You are viewing a plain text version of this content. The canonical link for it is here.
Posted to dev@hive.apache.org by "Mithun Radhakrishnan (JIRA)" <ji...@apache.org> on 2014/09/30 22:58:34 UTC
[jira] [Commented] (HIVE-8313) Optimize evaluation for
ExprNodeConstantEvaluator and ExprNodeNullEvaluator
[ https://issues.apache.org/jira/browse/HIVE-8313?page=com.atlassian.jira.plugin.system.issuetabpanels:comment-tabpanel&focusedCommentId=14153741#comment-14153741 ]
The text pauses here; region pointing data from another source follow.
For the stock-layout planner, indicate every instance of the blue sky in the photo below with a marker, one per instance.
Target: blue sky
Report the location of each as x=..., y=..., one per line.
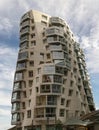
x=83, y=19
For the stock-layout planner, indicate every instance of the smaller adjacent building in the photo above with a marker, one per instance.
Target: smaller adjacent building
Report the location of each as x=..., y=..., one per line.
x=89, y=121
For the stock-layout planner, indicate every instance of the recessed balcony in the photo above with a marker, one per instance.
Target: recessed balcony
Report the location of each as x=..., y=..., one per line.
x=54, y=31
x=57, y=21
x=25, y=31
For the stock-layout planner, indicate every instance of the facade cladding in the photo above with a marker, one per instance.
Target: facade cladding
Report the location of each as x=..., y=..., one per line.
x=51, y=80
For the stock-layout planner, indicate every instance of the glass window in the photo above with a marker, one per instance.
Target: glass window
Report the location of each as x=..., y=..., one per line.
x=30, y=83
x=31, y=63
x=29, y=114
x=50, y=112
x=17, y=85
x=62, y=101
x=44, y=17
x=70, y=92
x=49, y=69
x=30, y=73
x=51, y=100
x=45, y=88
x=19, y=76
x=21, y=65
x=16, y=95
x=15, y=106
x=58, y=55
x=57, y=78
x=43, y=23
x=47, y=78
x=68, y=103
x=56, y=88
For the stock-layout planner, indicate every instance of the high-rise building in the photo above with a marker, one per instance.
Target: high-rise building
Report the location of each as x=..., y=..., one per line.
x=51, y=82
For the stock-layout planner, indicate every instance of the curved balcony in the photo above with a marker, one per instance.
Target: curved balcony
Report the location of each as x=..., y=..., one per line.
x=57, y=21
x=24, y=31
x=25, y=17
x=54, y=31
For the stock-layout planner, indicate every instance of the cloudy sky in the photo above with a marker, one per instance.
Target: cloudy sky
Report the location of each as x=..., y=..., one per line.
x=83, y=19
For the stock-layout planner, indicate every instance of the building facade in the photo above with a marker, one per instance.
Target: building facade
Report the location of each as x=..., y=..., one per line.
x=51, y=81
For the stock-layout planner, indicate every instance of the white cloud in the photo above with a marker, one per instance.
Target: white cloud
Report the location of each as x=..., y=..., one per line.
x=82, y=16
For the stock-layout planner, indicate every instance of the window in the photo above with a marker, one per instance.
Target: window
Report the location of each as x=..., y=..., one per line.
x=23, y=105
x=48, y=56
x=37, y=79
x=50, y=112
x=56, y=88
x=15, y=106
x=70, y=92
x=16, y=95
x=33, y=43
x=15, y=117
x=71, y=83
x=23, y=55
x=33, y=27
x=51, y=100
x=31, y=53
x=30, y=73
x=24, y=94
x=37, y=89
x=19, y=76
x=17, y=85
x=43, y=23
x=29, y=114
x=30, y=83
x=42, y=56
x=39, y=70
x=63, y=90
x=68, y=103
x=49, y=69
x=45, y=88
x=31, y=63
x=62, y=101
x=29, y=103
x=33, y=35
x=44, y=17
x=62, y=112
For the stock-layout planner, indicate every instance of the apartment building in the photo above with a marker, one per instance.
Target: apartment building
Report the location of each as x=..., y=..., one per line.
x=51, y=81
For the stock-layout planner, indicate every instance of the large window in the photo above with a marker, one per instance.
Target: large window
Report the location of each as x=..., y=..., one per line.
x=50, y=112
x=56, y=88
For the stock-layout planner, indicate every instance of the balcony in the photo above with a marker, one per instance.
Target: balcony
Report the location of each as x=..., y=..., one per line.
x=23, y=56
x=25, y=17
x=21, y=66
x=24, y=24
x=57, y=21
x=54, y=31
x=17, y=86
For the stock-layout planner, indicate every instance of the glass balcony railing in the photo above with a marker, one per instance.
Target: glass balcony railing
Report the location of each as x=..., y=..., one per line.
x=57, y=21
x=54, y=31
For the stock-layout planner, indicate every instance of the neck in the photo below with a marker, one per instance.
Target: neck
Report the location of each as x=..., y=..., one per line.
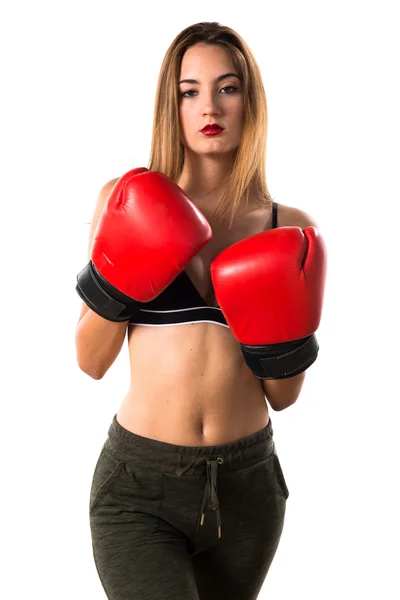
x=203, y=177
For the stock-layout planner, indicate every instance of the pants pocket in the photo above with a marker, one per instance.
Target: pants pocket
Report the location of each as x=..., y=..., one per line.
x=279, y=475
x=106, y=473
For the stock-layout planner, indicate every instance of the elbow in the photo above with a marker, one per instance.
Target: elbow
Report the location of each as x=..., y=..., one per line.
x=93, y=374
x=89, y=370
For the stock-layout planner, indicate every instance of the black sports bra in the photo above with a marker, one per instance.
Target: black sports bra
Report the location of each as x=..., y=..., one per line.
x=180, y=303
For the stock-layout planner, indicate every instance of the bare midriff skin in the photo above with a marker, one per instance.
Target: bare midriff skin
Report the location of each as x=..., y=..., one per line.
x=189, y=383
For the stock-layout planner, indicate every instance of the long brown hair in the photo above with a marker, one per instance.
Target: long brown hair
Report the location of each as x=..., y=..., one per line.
x=247, y=179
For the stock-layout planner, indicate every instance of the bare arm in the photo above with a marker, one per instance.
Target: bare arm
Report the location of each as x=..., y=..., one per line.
x=98, y=341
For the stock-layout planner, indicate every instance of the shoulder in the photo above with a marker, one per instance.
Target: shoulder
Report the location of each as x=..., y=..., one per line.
x=107, y=187
x=290, y=216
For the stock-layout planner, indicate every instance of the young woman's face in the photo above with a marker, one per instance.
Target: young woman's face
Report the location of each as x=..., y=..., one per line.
x=210, y=100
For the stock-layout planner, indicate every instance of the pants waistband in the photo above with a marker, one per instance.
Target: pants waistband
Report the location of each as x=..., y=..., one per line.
x=179, y=460
x=165, y=457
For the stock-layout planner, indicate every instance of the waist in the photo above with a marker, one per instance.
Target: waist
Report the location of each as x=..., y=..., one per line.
x=165, y=457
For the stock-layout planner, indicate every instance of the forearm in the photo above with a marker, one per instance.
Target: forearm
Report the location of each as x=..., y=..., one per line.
x=98, y=343
x=282, y=393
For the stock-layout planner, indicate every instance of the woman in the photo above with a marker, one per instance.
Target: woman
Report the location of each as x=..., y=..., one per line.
x=195, y=413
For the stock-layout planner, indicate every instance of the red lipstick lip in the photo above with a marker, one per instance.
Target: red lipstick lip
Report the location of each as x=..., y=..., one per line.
x=212, y=128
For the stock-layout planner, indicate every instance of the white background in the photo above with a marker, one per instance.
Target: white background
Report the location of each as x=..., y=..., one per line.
x=78, y=86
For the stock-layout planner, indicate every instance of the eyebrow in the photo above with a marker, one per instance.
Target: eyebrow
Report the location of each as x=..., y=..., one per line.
x=215, y=80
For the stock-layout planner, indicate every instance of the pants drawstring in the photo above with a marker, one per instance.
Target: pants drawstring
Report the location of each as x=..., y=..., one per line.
x=210, y=490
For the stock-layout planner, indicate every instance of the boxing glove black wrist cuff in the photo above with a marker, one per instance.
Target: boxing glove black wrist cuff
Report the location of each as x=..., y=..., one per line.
x=279, y=361
x=102, y=297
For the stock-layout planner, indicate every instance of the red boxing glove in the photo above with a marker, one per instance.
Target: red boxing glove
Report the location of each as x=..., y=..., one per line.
x=270, y=288
x=147, y=232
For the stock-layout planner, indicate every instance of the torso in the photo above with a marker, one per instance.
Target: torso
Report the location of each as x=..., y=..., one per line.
x=189, y=383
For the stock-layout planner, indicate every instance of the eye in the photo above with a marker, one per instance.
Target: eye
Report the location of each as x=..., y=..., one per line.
x=194, y=91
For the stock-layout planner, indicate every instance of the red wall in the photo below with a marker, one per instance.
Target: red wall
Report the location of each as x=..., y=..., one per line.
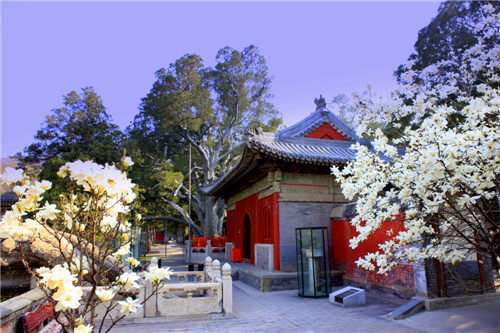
x=326, y=131
x=254, y=207
x=400, y=279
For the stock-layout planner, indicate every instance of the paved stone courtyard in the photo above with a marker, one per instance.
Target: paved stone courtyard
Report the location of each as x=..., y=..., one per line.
x=285, y=311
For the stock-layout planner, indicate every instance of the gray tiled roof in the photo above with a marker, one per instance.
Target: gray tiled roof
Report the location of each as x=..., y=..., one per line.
x=308, y=151
x=290, y=145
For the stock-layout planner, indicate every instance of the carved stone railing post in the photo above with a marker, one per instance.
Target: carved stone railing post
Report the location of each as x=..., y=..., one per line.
x=208, y=269
x=150, y=304
x=227, y=289
x=208, y=249
x=188, y=248
x=215, y=270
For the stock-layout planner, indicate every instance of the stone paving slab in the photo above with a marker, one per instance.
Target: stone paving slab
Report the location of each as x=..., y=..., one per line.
x=284, y=311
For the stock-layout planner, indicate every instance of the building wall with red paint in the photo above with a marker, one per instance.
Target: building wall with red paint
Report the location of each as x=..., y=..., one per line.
x=399, y=281
x=326, y=131
x=264, y=224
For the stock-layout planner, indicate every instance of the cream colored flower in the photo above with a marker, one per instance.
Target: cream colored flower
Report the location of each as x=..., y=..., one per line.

Mithun Radhakrishnan commented on HIVE-8313:
--------------------------------------------
This seems to have to do with the changes introduced in HIVE-4209, to provide caching for evaluation of deterministic sub-expressions.
In this particular case, the problem occurs in {{ExprNodeGenericFuncEvaluator::_evaluate()}}:
{code:title=ExprNodeGenericFuncEvaluator.java|borderStyle=solid}
@Override
protected Object _evaluate(Object row, int version) throws HiveException {
rowObject = row;
if (ObjectInspectorUtils.isConstantObjectInspector(outputOI) &&
isDeterministic()) {
// The output of this UDF is constant, so don't even bother evaluating.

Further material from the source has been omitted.